In a number of research designs you will be working with independent / unrelated samples of data. A good example of this is a completely-randomized experimental design. Let’s suppose that you have 12 participants in your experiment, and you have randomly assigned 6 to Treatment Group #1 and 6 to Treatment Group #2. Each treatment group participates under a different treatment condition, and you collect some relevant dependent variable from each participant. Let’s say that these are your data:
Group #1 Scores: 1, 2, 3, 4, 5, 6 Group #2 Scores: 7, 8, 9, 10, 11, 12
You will be submitting these data to a test of mean difference between two independent groups such as a T test, or a Mann-Whitney U test. The question is, how should you enter these data into the data manager to conduct this sort of analysis?
Indicator Variable Approach
In most professional packages like SPSS, you have to use a grouping or indicator variable — a variable that will tell us which score in our data is from which group. We will call this the “Indicator Variable Approach” to managing our data from independent samples. In Stats Homework, we would enter data like this:
Make sure to rename your variables! The guiding philosophy here is that all the data from one observation or participant is entered into one line — one line per observation. In SPSS, you have to use a numeric indicator variable — e.g., “1” and “2.” In Stats Homework, you can use a numeric or non-numeric indicator variable — as long as this variable has two and only two values. So you can use much more descriptive values — “Delayed” and “Immediate.”
If you request a T test for independent samples in Stats Homework, you will work with a user dialog that looks like this:
You will move the grouping or indicator variable to the blank labeled, “Grouping Variable,” and move the variable with your scores to the blank labeled, “Test Variable.” The values you use for your indicator variable will be used in the output for your analysis. So it’s often best to use descriptive non-numeric values for this variable.
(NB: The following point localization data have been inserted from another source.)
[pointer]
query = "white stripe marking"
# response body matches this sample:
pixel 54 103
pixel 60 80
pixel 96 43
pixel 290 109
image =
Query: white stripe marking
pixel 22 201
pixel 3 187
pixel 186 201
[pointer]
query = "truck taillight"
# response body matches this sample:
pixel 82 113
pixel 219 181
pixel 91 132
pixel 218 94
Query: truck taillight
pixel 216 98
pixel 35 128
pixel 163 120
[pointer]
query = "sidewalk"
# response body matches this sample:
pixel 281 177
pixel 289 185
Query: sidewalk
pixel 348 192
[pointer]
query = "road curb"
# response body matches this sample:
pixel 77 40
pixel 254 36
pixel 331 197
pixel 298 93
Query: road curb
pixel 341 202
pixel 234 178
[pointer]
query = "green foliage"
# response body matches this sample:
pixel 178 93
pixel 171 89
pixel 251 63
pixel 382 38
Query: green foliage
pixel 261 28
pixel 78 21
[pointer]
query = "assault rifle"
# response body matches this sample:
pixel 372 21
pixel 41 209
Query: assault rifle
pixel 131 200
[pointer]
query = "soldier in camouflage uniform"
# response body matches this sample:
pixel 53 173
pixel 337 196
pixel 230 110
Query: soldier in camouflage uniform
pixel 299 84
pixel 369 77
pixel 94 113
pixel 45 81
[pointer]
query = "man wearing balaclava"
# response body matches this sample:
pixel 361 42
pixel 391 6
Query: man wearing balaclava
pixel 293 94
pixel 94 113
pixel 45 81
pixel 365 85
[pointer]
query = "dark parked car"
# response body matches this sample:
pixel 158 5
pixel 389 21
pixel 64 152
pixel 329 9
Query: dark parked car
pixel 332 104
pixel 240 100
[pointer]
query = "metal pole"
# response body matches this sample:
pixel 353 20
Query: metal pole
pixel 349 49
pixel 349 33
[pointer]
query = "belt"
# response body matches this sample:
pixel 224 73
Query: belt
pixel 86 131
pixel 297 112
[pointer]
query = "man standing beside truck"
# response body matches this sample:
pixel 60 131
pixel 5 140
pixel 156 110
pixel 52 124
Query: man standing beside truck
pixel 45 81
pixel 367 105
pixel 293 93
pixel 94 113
Separate Variables Approach
In Stats Homework, it is also acceptable to enter the data from two independent samples as two separate variables:
Here, the guiding principle is simplicity — you enter only your data from the study, and you do not have to create a new variable. In addition, the data layout is visually simple — you can easily see which scores are in which group.
When you request the T test for independent samples, you will see the same dialog as before:
However, this time you will not use an indicator/grouping variable. You simply move both of your variables to the “Test Variables” box. The names of your variables will be used in the output, so make sure you use descriptive variable names.
You will have the choice of using either of these approaches to data management when conducting any test of independent samples. These include the T test, the one-factor ANOVA, the two-factor ANOVA, and the non-parametric and permutation tests that apply to the same designs.
So, which approach should you use? If you wish to be prepared for the transition to using professional statistical software systems, you should definitely use the indicator variable approach. If you are working with simple data sets and analyses, and you want to “keep it simple,” feel free to use the separate variables approach.